I’ve been feeling lately, that I may not have the talent/skill to bring my ideas to life–but I have no idea how to bring together people who can. What do you recommend for someone who wants to produce/start something, but doesn’t really know how to get started?
I’ve been feeling rather frustrated lately, at my creative attempts–and the things I want to accomplish are so far off. I have a couple ideas: One that’s partially fleshed out, and a few that are still seedlings
But I can’t see myself being able to do it on my own, and I wasn’t sure if you’d appreciate me bugging you with this–hence the anonymity.
There’s a reason I like Jim Henson, He’s not the best cinematographer, or the best puppeteer–but he had this ability to work with people and bring them together into a family that made him what he was. He FOUND the best cinematographers and he found puppeteers, some of them better then him, I feel–and he made his dreams alive. It’s all him, but it’s through others.

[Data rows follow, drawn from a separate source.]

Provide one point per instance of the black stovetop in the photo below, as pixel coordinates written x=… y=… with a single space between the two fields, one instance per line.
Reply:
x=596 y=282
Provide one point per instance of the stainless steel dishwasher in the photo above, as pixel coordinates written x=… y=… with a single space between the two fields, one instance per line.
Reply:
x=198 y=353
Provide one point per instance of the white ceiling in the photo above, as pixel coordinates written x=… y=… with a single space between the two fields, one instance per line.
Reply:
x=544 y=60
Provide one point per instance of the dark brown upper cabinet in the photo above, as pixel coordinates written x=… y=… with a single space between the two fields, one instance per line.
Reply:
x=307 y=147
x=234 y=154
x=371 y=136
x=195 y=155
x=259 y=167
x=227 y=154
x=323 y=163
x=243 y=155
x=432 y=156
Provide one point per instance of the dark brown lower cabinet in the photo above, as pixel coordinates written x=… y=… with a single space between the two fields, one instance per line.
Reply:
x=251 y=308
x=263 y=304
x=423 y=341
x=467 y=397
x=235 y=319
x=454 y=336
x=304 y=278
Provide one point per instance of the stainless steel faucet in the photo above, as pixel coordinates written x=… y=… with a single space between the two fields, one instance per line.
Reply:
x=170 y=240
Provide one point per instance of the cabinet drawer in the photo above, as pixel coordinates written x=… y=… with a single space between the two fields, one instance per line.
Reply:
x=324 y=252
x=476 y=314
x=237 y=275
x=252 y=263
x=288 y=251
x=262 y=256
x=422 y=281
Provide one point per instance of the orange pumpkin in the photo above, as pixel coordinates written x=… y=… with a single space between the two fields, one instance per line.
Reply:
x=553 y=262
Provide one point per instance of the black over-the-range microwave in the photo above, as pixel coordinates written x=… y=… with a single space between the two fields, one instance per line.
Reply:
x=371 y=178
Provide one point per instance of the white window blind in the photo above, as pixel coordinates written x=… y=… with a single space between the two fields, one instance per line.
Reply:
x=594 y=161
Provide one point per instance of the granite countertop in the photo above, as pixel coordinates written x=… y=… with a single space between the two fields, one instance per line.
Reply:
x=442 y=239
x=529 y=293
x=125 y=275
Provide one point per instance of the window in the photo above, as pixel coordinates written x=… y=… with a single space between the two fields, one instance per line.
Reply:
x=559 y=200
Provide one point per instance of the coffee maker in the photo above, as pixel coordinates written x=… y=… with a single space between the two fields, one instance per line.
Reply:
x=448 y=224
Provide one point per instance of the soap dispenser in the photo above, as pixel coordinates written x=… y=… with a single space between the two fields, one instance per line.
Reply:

And then I saw you doing the same thing and I thought “Can I do that? Is that how I make my ideas come to life? With a team?” But I’m still not sure if I can or if I should.
Such an excellent question, I felt the need to expand upon my original answer, because I have Things To Say about this one.
It never hurts to try. This is my number one advice to anyone who wants to start out. The only thing that would hurt you by attempting to start a fun project would be if you decided it wasn’t worth it or you weren’t good enough, and didn’t start at all. It’s guaranteed to never happen if you do that.
If you have money, there are actors and writers and artists and directors and sculptors and people with equipment all over the place in every city, looking for work and hiring out their services. If you don’t have money, there are friends, family, and people just starting out in these fields who might be willing to do it for free, or for a chunk of future profits, or for a chance to share creative control.
Please note: Never just EXPECT people to do artwork or writing or acting for free. Tell them straight away you cannot pay them if you actually have no intention of paying them, and do not try to guilt them into doing it for free. Artists, writers, actors, etc. have every right to charge for their work, and you do get what you pay for. That’s why friends and family – and the extended circle of acquaintances therein – are the best bet for this sort of thing.
How do you think I turned Made of Fail into what it is today? Extending it to my friends, and the fans who became friends, and then eventually people were interested in joining up with no other connection other than it looked interesting. I never gave false promises of payment, and always was able to take “No” for an answer when I asked.
You’ll get some “No” answers. Probably a lot of them. You may have to do a lot of it yourself anyway, at least initially. But it’s always worth trying, and you might get more people later on.
Any other thoughts on this? Let’s see what we can get in the comments.